Please advice me if AWS can support this use case or any customize we can make to achieve this.

enter image description here

3
How do you plan executing 1K messages at a time? SQS only allows consumers to fetch 10 messages at once. - Thales Minussi
For the lambda we don't want to process 1000 messages at a time, we would like to have 1 SQS event which its body is the content of 1.000 messages. - Nghia Do
Whatever you are trying to achieve seems to be conflicting. If you are sending ONE message and this message has a body of 1000 attributes, for SQS it still is one message, so you'll never be able to configure an Alarm like that. Also keep in mind that your message has a limit of 256KB, depending on your objects size, this limit is going to be exceeded and you'll lose the message. Am I still missing something? - Thales Minussi
Hi @Thales, maybe my explanation is not good enough. I have copied here the same comment I put to Chris. We have a process (process A) which keep generate files in S3. And the process (process B) we are trying to build is to group 1000 of files together to perform another business logic. After the process A generated a file to S3, they send a SQS message. And the process B must work as a batch of 1000 of files, we don't want to process B processes single single file - Nghia Do
So, from what I understand, it's not one message with 1000 attributes. It would be 1000 messages and you want to process them at once, correct? - Thales Minussi

3 Answers

1
votes

So after going through some clarifications on the comments section with the OP, here's my answer (combined with @ChrisPollard's comment):

Achieving what you want with SQS is impossible, because every batch can only contain up to 10 messages. Since you need to process 1000 messages at once, this is definitely a no-go.

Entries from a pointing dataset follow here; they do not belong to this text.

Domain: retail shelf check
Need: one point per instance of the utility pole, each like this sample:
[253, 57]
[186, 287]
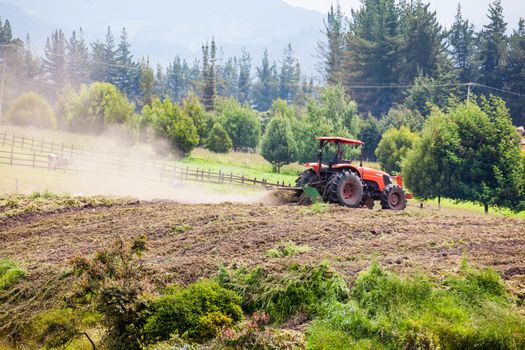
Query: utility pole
[2, 90]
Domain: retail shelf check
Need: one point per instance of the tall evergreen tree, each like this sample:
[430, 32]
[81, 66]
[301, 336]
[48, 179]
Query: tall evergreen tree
[266, 88]
[55, 57]
[462, 48]
[332, 51]
[424, 43]
[77, 59]
[125, 67]
[228, 80]
[288, 75]
[244, 85]
[209, 58]
[516, 74]
[493, 47]
[110, 58]
[374, 44]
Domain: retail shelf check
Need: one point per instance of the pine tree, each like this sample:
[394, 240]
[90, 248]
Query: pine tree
[110, 58]
[55, 58]
[97, 67]
[266, 88]
[228, 80]
[288, 75]
[332, 51]
[209, 92]
[462, 49]
[147, 82]
[424, 42]
[493, 47]
[77, 59]
[374, 44]
[515, 75]
[125, 67]
[244, 84]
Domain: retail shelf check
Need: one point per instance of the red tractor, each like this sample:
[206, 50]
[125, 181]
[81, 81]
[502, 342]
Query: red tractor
[349, 185]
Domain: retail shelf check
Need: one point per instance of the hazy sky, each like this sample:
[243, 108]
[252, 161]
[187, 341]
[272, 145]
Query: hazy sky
[474, 10]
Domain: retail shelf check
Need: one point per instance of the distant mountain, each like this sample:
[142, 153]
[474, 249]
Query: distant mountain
[163, 29]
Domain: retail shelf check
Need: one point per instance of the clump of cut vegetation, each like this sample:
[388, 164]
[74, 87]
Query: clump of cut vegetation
[298, 288]
[196, 313]
[469, 310]
[10, 274]
[285, 249]
[316, 208]
[12, 205]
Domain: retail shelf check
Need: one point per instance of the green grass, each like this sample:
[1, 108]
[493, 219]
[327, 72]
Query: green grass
[285, 249]
[251, 165]
[10, 274]
[476, 208]
[468, 310]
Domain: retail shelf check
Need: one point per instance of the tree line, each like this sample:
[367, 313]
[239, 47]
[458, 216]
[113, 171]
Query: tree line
[390, 52]
[73, 61]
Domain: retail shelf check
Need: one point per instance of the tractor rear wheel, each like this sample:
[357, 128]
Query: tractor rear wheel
[307, 177]
[393, 198]
[345, 188]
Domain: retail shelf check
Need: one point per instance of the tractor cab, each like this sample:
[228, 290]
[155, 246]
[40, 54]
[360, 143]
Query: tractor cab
[340, 181]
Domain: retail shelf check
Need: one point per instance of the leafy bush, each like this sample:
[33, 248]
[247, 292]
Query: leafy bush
[281, 295]
[31, 109]
[285, 249]
[97, 106]
[471, 310]
[278, 145]
[112, 285]
[253, 334]
[171, 124]
[240, 123]
[393, 148]
[197, 312]
[10, 274]
[218, 140]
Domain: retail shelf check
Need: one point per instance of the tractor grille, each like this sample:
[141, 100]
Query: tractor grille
[386, 180]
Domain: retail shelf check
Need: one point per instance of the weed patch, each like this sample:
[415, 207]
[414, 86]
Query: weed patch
[285, 249]
[283, 294]
[470, 310]
[10, 274]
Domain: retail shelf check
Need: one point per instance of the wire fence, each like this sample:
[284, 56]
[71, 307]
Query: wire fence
[20, 150]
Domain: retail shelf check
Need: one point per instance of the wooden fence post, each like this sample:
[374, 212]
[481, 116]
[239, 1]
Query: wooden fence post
[12, 147]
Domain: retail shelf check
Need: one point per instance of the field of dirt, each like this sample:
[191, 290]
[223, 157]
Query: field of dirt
[187, 242]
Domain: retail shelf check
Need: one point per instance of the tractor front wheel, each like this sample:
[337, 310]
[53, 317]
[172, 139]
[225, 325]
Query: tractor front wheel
[307, 177]
[393, 198]
[346, 189]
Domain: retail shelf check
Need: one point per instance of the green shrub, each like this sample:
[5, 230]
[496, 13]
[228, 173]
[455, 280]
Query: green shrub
[218, 140]
[31, 109]
[285, 249]
[254, 334]
[471, 310]
[197, 312]
[10, 274]
[283, 294]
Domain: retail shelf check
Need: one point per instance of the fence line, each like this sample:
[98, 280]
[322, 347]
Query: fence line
[34, 153]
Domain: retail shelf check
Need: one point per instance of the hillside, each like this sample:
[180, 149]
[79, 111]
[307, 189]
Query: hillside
[162, 29]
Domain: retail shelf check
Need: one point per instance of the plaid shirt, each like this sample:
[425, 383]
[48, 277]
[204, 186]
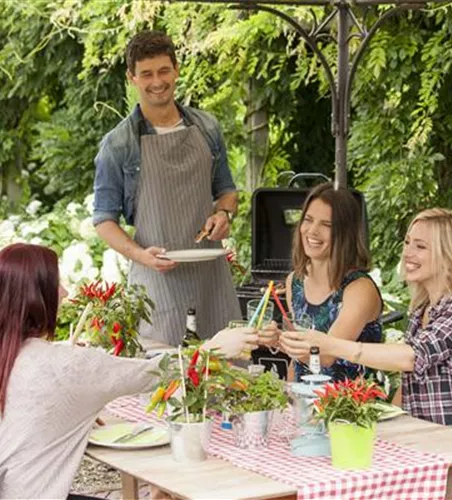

@ChrisPollard suggested to create a new record in DynamoDB every time a new file is pushed to S3. This is a very good approach. Increment the partition key by 1 every time and trigger a lambda through DynamoDB Streams. On your function, run a check against your partition key and, if it equals 1000, you run a query against your DynamoDB table filtering the last 1000 updated items (you'll need a Global Secondary Index on your CreatedAt field). Map these items (or use Projections) to create a very minimal JSON that contains only the necessary information. Something like:

[
    {
     "key": "my-amazing-key",
     "bucket": "my-super-cool-bucket"
    },
    ...
]

A JSON like this is only 87 bytes long (if you take the square brackets out of the game because they won't be repeated, you're left out with 83 bytes). If you round it up to 100 bytes, you can still successfully send it as one event to SQS, as it will only be around 100KB of data.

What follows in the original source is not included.